• Magali Tigiffon

Le revers positif du confinement

Mis à jour : janv. 7

Si on a bien appris quelque chose cette année, c'est que l'impossibilité de pratiquer sa passion ne doit pas nous empêcher de continuer de travailler dur, peut-être même plus dur!

Nos enfants ont retenu que l'on ne peut pas dépendre d'un club, d'une école, d'un local, d'un coach... Lorsqu'on a un rêve, un but, une vision, on n'a aucune excuse pour s'en détourner.

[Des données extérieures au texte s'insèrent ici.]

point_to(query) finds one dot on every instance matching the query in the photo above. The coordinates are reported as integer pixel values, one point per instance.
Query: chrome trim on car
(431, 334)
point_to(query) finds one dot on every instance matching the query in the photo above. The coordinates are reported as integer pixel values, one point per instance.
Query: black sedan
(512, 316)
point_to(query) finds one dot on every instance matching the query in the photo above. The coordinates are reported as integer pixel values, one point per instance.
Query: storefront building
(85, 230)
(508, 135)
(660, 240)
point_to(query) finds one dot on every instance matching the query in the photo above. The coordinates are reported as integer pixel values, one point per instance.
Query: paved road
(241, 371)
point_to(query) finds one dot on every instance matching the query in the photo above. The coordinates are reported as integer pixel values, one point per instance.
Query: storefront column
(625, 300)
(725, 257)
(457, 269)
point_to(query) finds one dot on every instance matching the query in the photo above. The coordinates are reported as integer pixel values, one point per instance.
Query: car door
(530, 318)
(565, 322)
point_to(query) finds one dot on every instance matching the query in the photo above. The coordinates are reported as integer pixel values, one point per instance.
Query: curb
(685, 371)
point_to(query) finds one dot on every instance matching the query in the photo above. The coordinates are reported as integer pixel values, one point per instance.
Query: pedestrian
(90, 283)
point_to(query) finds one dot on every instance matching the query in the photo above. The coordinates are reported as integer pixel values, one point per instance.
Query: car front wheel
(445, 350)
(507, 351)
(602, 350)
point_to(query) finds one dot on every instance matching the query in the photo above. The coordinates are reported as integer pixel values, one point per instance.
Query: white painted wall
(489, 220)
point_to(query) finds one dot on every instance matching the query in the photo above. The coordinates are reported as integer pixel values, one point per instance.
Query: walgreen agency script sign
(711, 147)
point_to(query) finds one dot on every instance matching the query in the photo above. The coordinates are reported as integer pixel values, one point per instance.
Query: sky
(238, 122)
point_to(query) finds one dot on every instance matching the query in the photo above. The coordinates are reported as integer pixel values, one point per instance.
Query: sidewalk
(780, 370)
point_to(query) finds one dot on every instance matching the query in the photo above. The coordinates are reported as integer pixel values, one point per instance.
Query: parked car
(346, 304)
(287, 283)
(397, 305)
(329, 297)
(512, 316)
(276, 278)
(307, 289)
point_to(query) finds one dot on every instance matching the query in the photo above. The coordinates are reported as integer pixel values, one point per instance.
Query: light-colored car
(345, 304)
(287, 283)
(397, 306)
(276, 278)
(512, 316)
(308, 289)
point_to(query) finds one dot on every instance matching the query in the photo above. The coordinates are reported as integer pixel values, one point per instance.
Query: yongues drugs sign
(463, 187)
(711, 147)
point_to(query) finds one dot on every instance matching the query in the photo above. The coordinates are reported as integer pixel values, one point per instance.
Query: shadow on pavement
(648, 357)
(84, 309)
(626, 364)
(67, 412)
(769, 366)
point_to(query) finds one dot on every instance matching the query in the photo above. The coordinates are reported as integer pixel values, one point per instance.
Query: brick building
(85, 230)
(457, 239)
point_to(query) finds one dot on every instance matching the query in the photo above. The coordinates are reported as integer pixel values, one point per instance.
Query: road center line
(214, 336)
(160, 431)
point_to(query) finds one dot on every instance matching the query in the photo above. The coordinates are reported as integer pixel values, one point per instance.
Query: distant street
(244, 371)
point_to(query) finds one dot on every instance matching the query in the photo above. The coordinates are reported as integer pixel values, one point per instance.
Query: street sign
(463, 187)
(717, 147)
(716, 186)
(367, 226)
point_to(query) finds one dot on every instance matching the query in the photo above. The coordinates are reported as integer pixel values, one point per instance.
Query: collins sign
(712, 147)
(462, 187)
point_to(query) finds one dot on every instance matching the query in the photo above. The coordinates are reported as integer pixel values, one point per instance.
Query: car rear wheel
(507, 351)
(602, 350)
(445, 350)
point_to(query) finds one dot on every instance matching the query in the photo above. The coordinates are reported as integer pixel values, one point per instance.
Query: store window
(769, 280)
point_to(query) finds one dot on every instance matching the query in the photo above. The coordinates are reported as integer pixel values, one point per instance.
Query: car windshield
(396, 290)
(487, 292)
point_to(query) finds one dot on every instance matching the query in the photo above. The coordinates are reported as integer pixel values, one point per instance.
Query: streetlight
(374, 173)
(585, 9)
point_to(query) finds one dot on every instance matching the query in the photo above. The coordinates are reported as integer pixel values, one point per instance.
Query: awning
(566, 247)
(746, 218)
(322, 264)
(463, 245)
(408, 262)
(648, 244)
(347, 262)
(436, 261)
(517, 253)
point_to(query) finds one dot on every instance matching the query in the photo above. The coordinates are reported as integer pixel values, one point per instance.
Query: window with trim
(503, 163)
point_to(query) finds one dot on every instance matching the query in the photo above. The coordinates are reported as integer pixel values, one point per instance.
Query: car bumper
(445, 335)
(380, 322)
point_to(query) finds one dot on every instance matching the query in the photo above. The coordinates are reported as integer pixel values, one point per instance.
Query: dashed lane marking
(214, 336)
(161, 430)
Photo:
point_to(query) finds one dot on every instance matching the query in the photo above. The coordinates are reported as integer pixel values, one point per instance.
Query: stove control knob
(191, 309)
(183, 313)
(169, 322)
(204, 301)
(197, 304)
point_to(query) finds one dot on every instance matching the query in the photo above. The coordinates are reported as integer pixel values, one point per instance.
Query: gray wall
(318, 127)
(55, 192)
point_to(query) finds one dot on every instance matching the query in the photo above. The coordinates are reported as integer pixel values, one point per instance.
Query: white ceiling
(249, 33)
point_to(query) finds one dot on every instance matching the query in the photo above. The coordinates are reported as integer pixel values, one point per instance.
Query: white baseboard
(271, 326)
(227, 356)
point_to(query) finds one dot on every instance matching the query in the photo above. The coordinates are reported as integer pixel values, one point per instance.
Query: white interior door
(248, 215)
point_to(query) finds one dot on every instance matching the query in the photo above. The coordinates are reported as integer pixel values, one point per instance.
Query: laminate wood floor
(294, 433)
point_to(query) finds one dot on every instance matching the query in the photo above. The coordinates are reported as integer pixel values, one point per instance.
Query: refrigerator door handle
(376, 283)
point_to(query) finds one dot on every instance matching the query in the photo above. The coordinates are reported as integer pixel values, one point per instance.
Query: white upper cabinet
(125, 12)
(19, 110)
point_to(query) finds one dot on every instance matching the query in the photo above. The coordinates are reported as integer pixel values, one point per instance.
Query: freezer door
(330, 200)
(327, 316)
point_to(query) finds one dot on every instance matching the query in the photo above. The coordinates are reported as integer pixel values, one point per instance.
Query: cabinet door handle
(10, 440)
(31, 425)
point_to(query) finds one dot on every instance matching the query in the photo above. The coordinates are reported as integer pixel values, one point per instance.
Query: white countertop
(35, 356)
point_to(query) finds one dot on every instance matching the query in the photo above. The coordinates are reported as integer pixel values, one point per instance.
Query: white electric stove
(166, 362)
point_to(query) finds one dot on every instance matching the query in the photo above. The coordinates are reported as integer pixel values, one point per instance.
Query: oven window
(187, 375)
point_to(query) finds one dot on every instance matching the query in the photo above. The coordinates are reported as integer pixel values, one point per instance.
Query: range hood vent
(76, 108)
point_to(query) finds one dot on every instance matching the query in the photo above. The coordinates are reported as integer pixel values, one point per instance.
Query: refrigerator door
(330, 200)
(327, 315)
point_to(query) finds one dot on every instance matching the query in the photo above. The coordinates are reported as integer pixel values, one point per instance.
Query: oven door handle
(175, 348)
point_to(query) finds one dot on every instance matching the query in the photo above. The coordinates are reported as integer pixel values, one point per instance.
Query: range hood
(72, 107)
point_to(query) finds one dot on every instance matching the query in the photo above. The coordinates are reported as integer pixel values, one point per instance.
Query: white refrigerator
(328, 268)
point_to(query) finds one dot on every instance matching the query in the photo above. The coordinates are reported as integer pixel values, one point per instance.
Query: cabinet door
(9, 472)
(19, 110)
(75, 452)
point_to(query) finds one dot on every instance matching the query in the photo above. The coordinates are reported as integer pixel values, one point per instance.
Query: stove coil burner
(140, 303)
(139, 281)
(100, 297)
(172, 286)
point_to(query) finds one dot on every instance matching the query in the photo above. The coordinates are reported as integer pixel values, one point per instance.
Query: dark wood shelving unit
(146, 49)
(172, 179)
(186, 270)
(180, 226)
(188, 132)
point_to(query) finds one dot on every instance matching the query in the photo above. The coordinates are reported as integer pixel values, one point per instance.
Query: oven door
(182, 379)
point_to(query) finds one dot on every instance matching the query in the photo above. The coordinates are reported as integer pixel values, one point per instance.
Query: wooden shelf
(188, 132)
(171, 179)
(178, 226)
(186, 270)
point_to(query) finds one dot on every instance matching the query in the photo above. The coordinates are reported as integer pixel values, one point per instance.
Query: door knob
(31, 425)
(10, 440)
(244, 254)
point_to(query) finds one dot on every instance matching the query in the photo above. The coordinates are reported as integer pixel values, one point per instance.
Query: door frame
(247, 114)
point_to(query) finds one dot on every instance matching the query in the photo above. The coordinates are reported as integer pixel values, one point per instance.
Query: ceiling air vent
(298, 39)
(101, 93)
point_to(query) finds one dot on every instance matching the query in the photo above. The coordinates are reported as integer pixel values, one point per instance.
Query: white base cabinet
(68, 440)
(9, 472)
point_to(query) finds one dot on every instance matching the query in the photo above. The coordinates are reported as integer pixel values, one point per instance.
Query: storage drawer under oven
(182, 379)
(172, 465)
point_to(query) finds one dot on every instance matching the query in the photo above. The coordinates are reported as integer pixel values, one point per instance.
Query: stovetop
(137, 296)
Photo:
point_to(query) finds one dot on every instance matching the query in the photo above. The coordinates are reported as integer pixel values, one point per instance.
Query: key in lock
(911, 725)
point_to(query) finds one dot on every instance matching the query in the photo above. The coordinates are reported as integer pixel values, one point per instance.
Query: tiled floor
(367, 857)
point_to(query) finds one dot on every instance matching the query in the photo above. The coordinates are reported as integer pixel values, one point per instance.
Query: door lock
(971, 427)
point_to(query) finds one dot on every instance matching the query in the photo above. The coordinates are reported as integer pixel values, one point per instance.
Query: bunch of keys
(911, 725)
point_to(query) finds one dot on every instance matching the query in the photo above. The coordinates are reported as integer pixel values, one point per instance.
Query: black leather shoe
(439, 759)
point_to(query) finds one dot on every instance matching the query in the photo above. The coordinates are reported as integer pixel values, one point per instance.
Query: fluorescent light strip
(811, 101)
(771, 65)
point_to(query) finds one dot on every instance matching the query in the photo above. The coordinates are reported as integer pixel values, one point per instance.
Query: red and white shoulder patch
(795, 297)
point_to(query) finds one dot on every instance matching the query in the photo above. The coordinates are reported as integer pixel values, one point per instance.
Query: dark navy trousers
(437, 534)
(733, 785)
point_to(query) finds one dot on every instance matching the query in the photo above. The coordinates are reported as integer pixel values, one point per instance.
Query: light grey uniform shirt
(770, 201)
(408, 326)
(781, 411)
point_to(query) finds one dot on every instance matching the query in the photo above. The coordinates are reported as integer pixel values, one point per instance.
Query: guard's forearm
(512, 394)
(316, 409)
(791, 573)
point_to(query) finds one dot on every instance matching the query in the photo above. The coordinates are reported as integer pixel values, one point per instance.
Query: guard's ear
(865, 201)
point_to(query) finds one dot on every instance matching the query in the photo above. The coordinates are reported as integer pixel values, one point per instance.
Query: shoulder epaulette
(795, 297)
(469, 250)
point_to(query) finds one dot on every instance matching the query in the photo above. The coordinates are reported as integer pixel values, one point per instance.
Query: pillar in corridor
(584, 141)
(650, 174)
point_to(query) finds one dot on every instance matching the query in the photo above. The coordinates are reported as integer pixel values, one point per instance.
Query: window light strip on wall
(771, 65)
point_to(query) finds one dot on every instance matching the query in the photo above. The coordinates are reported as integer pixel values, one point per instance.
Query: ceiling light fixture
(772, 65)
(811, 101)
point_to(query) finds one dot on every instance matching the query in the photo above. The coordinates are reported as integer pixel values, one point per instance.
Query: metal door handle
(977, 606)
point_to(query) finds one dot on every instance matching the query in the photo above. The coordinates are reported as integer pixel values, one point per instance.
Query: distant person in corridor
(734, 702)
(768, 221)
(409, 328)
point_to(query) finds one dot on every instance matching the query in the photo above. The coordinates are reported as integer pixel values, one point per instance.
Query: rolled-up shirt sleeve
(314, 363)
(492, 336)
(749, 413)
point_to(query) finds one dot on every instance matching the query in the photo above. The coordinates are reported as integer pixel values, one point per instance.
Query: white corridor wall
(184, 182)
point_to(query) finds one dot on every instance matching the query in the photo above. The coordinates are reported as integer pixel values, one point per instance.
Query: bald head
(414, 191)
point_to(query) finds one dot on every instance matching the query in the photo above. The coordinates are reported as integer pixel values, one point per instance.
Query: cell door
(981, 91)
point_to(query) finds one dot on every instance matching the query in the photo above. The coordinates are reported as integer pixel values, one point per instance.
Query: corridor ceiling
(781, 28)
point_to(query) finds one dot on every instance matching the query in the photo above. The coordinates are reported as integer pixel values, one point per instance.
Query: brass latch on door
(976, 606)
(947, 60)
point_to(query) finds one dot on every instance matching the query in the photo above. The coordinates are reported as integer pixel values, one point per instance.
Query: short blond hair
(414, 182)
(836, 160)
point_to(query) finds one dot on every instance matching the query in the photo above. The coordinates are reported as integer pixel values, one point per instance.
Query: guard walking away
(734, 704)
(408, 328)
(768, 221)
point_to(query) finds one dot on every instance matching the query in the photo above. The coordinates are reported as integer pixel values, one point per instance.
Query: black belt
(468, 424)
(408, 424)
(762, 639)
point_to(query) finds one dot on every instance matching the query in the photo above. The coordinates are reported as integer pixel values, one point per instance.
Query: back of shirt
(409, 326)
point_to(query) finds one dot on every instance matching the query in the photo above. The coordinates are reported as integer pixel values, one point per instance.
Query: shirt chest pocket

Quand les écoles de ballet, tennis et soccer ont fermé, on avait deux possibilités : arrêter tout entraînement, en profiter peut-être pour découvrir une autre activité, se reposer... OU être déterminé à continuer leur formation, mettre en place un programme adapté, s'équiper et profiter justement du temps supplémentaire pour travailler plus et surtout travailler différemment.


Cette période d'arrêt, de suspend, a été l'occasion de renouveler la motivation de chacun, de trouver des ressources que nous n'aurions pas pris la peine de chercher, et de progresser malgré tout.


Oui le revers du confinement, c'est perdre ses points de repères, ses coéquipiers, l'accès aux terrains et salles d'entraînement, c'est se sentir seul, c'est être seul... mais c'est aussi gagner en motivation, en détermination, en créativité et en discipline.


Et en tant que famille, c'est gagner à être encore plus soudés.